Have you ever changed your permalink URL structure?

Have you ever deleted some posts, or moved some pages around?

If you answered yes to any of these, then your blog will almost certainly have some broken links – a potential visitor will click on a search engine result linking to your blog, and instead of reading your article, or at worst seeing the homepage of your blog, will see the ’404′ page along the lines of:

‘Sorry, the information you are looking for is no longer here.’

I’m willing to bet that 99% of those visitors who see your 404 will just hit ‘back’ to Google and try a different search result. It would be far better if you could either:

  • Fix the broken link.
  • If the old page has gone, re-direct the visitor to another, relevant, post.
  • Or send them to a page of your choice, like your homepage.

This can be achieved, as some of you may know, via 301 or 302 re-directs, but how do you do this? How do you know which links are broken in the first place?

The Redirection Plugin

As ever if you’re on WordPress, the answer is simple, just download the Redirection plugin, upload to your blog and activate it. There are many powerful features to this plugin, but the simplest and most useful is simply the fact that it will log all 404 errors, including what the visitor was looking for, and where they came from. Then, all within the plugin, you can setup a permanent 301 re-direct on the broken link, to a page of your choice. The next time a visitor follows a broken or outdated link from a search engine, they will seamlessly be sent to the redirected page without even noticing.

Of course you don’t have to wait for a 404 error before you act, if you know of a broken link, or if you’d like to alter the URL of an existing post, you can go ahead, knowing that you can setup a simple 301 redirection in seconds using this plugin.

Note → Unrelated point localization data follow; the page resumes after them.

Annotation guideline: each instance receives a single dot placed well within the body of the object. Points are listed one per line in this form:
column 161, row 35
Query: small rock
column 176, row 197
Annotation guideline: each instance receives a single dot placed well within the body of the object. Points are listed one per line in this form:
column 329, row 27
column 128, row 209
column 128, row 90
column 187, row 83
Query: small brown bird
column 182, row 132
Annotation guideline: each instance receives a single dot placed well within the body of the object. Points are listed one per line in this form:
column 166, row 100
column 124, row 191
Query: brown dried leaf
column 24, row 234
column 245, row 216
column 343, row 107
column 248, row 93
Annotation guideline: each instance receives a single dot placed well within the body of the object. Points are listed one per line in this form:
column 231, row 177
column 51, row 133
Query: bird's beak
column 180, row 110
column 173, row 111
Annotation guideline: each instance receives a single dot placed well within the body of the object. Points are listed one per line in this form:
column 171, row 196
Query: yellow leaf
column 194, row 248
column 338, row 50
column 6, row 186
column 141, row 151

This is extra useful when coupled with my discovery of the WordPress Post Slug: I was asked by Catherine in a comment:

Does this only work if used before publishing? Or can you make the change after publishing and get the same affect?

Now you can change the Post Slug on existing posts, to give them more search engine friendly URL’s and then simply set up a re-direct on the old URL to retain all your incoming links – without the redirect, changing the post slug would have led to another 404 error.

Is it worth changing your old posts? Definitely, using the post slug has given me the ability to have post titles for humans and post URLs for search engines, and it makes a real difference – look at the Google results for ‘wordpress post slug’ :-)

Check Your Links

This plugin is excellent, and the log of 404 errors will prove very useful, but it’s best to be proactive – make sure you have a free account at Google Webmaster tools, and upload a sitemap while you’re there. Once Google has spidered you, they will report any broken 404 links, and you can then fix them with this plugin.

The older your blog, the more chance of having broken links you have, and without putting a redirect in place, changing any of your URLs would be traffic suicide. Thanks to this plugin, it’s now a simple thing to fix and monitor in future.